The Shadow Scholar and the prevalence of cheating in tertiary education
Author and university lecturer Caron Dann wrote a really interesting commentary to my last post, on the booming and lucrative business of pseudonymously writing papers for desperate students.
As it is rather too long to fit in the comments box, and Caron is a writer I really respect, I take the liberty of copying it below:
I'm a university lecturer and I know this goes on. It's the reason we need to keep exams and they need to be worth a significant percentage of the unit's final mark (40% in the case of the unit I teach).
One young person I know said students can buy essays over the internet for as little as $30.

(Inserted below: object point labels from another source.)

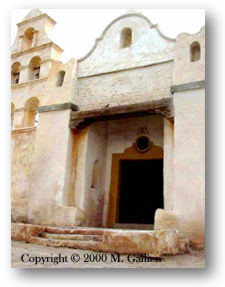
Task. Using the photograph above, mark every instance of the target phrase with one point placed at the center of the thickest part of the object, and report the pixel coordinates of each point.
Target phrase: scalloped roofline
(188, 34)
(117, 19)
(28, 19)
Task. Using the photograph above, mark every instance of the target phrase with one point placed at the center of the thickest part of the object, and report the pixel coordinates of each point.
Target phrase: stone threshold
(122, 241)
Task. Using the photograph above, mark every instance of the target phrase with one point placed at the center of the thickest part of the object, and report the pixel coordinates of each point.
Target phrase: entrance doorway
(140, 191)
(136, 188)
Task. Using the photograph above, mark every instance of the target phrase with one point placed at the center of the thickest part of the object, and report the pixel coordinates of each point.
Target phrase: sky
(77, 29)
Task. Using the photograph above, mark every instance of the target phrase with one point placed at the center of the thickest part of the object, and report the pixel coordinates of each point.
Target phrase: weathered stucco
(62, 161)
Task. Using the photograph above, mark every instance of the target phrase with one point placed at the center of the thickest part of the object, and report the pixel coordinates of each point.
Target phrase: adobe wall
(21, 166)
(126, 87)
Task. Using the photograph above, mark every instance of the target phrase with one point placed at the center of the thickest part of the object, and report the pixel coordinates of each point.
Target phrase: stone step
(66, 236)
(79, 244)
(84, 231)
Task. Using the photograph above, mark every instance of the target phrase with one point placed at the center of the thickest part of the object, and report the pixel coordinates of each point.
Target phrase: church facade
(114, 139)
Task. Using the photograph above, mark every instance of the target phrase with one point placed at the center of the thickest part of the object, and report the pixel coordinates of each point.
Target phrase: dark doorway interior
(141, 190)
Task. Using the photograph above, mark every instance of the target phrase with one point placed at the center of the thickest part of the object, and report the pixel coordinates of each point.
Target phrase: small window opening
(126, 38)
(34, 68)
(28, 39)
(30, 113)
(195, 51)
(60, 78)
(15, 73)
(143, 144)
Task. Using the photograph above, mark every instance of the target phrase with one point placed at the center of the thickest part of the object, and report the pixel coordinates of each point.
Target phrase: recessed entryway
(136, 190)
(140, 191)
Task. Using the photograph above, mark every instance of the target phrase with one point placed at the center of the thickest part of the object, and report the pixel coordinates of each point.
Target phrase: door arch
(131, 153)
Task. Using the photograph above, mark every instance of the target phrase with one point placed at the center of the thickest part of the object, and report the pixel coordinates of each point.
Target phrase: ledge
(188, 86)
(35, 81)
(57, 107)
(23, 130)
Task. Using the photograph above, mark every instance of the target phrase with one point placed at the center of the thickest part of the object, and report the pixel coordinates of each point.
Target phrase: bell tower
(33, 51)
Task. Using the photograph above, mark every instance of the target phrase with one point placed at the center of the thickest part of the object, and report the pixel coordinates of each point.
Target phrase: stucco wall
(22, 150)
(126, 87)
(148, 46)
(94, 197)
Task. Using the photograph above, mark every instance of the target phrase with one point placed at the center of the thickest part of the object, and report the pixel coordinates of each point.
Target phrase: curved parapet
(147, 46)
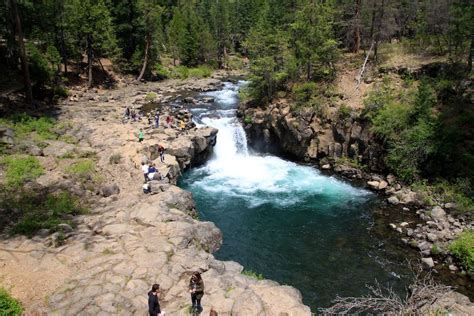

There's another good way of evaluating students, and that's by presentation, during which they have to answer questions from other students and for which at least a part of the content has some personal element. Even if the material is plagiarised, they at least have to do preparation in order to present it to the class, thereby learning something.
I agree with Ed Dante about the desperation. It's unfair for incompetent students to be passed at first-year level - particularly if they are lazy, haven't the English skills or are just not up to it - because they then end up 'desperate' later on, having learned very little.
I also think schools don't prepare students for tertiary education. In Australia, at least half the high school graduates go directly on to tertiary learning, yet most haven't the faintest idea what it entails. Many - especially private school students - seem to have been coached a lot at school in narrow areas, for the sole reason of getting good marks in their leaving certificate so they can get in to the uni course of their choice. Meanwhile, they don't know the basics of their subject or even of academic writing or how to use a library catalogue. Many first years have no idea that cutting and pasting from the internet is plagiarism.
Meanwhile, classes keep getting bigger and bigger, since we made universities "businesses". Classes are so big that tertiary teachers often can't possibly learn the names of everyone. So the student becomes a nameless face among the masses and if she or he falls behind for any reason, they do indeed become desperate.